Numerous flies look amazingly like bees. There is even a whole fly family called Bee Flies. The hover flies have some of the best costumes though. It is interesting to note too that some flies will mimic the movements of bees, which sometimes involve little circular flight patterns between flowers, a quick darting motion, or hovering. It takes practice on the part of the observer to recognize which are really bees and which are flies.

Large flies are not well suited to flying quickly from flower to flower, so they do better to look like the slower moving wasps. The most amazing flower fly that I've seen looks just like a queen yellow jacket. It is rather big and has the same colors. It walks about on the flowers just as a wasp would. What the fly is missing, though, are the long antennae found on wasps. A solution has even developed for this problem. When confronted, the fly will face the threat and move its front two legs, which are appropriately colored black instead of yellow, like the other legs, just as if they were antennae at the front of its head. Quite a show.

Predatory robber flies make double use of their fly/wasp costumes: they not only fool their own attackers but also their prey, which doesn't perceive a fellow bee as a possible threat.
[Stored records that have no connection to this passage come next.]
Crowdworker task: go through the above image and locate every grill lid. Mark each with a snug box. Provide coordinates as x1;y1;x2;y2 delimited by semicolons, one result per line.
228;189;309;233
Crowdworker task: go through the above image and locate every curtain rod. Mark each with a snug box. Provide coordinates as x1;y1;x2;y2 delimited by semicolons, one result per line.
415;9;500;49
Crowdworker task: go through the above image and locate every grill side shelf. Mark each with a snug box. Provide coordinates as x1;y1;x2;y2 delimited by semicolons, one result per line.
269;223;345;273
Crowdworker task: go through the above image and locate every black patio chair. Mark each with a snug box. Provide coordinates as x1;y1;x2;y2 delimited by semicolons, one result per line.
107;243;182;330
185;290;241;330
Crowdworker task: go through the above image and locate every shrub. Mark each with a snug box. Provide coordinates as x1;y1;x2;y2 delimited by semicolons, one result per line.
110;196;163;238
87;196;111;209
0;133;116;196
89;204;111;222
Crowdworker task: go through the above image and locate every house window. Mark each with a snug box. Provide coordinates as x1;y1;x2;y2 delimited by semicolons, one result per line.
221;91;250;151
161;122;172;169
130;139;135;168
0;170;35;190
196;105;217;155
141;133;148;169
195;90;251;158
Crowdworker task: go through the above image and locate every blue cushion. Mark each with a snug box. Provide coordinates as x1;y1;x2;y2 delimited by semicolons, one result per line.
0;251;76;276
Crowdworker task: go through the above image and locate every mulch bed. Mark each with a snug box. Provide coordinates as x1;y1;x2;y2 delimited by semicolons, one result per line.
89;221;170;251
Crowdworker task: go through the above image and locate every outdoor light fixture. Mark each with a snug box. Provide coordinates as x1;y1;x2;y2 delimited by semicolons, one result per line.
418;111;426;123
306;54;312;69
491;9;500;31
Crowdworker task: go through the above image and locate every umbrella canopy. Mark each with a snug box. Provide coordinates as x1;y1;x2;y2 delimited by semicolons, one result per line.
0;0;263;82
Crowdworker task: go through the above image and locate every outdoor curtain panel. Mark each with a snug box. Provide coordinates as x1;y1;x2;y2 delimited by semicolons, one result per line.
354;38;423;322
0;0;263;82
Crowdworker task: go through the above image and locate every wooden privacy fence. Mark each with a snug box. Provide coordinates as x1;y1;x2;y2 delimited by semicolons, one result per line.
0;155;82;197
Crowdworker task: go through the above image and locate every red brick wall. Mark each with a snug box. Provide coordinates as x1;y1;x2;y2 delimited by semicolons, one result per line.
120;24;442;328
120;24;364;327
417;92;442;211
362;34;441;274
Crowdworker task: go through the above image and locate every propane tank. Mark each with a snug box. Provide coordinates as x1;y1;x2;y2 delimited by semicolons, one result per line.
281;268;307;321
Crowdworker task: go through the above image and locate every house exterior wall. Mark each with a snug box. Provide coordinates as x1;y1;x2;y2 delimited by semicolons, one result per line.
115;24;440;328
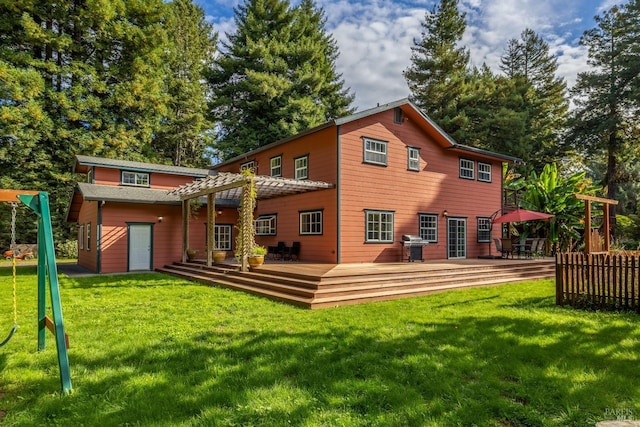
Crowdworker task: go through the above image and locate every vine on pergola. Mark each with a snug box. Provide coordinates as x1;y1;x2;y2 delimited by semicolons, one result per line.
235;169;257;271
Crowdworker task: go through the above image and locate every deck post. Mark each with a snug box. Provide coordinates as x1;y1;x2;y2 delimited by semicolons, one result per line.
207;193;216;267
182;199;191;262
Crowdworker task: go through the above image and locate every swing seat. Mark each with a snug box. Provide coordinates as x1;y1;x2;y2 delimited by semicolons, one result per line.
0;324;18;347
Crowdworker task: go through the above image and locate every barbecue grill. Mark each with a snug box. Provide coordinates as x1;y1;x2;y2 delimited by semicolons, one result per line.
400;234;429;262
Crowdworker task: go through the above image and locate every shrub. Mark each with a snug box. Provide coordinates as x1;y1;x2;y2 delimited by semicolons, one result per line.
56;240;78;258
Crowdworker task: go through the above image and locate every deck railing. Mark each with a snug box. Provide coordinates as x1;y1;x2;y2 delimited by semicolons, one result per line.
556;253;640;312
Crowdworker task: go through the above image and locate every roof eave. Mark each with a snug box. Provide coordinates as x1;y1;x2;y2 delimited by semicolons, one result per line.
449;143;524;165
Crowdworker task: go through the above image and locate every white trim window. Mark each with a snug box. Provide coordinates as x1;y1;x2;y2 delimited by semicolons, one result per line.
120;171;149;187
407;147;420;171
478;162;491;182
365;210;394;243
240;160;256;173
293;156;309;179
300;210;322;235
478;217;491;243
460;159;475;179
418;214;438;243
269;156;282;176
363;138;389;166
213;224;231;251
255;214;277;236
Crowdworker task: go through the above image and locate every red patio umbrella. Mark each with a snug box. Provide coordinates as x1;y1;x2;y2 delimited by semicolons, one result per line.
493;209;553;224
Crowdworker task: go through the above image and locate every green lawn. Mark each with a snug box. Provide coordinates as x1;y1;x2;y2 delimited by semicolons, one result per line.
0;267;640;426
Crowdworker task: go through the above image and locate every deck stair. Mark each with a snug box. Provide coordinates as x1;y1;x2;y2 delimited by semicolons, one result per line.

Flies are not the only masters of disguise. Any wee beast that does not have stinging spines, toxins in its body, or strong jaws with which to bite an assailant is a candidate for mimicking something that does possess these assets. The number of cross-dressing insects and spiders is amazing. Some beetles and true bugs have thick antennae that look and move just like the front legs of spiders. Some spiders mimic ants (which have good defenses) and beetles (which have strong armor).

Just as bees and wasps are often the model for mimics, their close relatives, ants, also have their share of imitators. Ants, with the safety of numbers, body toxins, stings, and strong jaws, have many masqueraders that look like them. Anything that is small and has at least a close body shape is a candidate. Spiders are not the only copycats using the ant model. Beetles, true bugs, and even flies sometimes look amazingly like them as well.


A palatable soldier beetle has the same colors as a distasteful firefly.
While mammals are known to have limited color vision (we humans are a notable exception), insects and their main vertebrate predators, birds, have at least the full spectrum of light perception. Therefore, color plays an important role in communications between species. The most basic manifestation of this is that combinations of red and black (and, to a lesser extent, yellow, orange, and white) signal "I'm poisonous" to any hunter. The colors of fireflies, ladybugs, and insects that feed on milkweed and other poisonous plants, are frequently copied by less noxious insects, and those warning hues might just give predators pause.

There are also various insects that simply have large "eye" spots that can startle or fool a predator long enough to allow for escape. Sometimes the fake eyes, such as those on caterpillars, resemble a snake. Other times, the spots are more generalized, such as found on butterflies' wings. Another tactic is to have markings or structures on the rear that look like the head, so that an attack comes at the wrong end. Caterpillars are made for this trick, but it also occurs on beetles (especially those that feed head-first in flowers) and butterflies (the little tail structures on hairstreaks). An insect called an owlfly has a pair of black dots on the tip of its abdomen and, when threatened, it will raise its long body up so that the "eyes" point upwards to confront the intruder.

While the lives of insects and spiders are not as spectacular in absolute terms as, say, those of zebras and wolves, the life and death struggles at the micro level are certainly easier to observe and far more diverse. It only takes a bit of practice and persistence to get a glimpse of the fascinating activities surrounding us in our own backyards.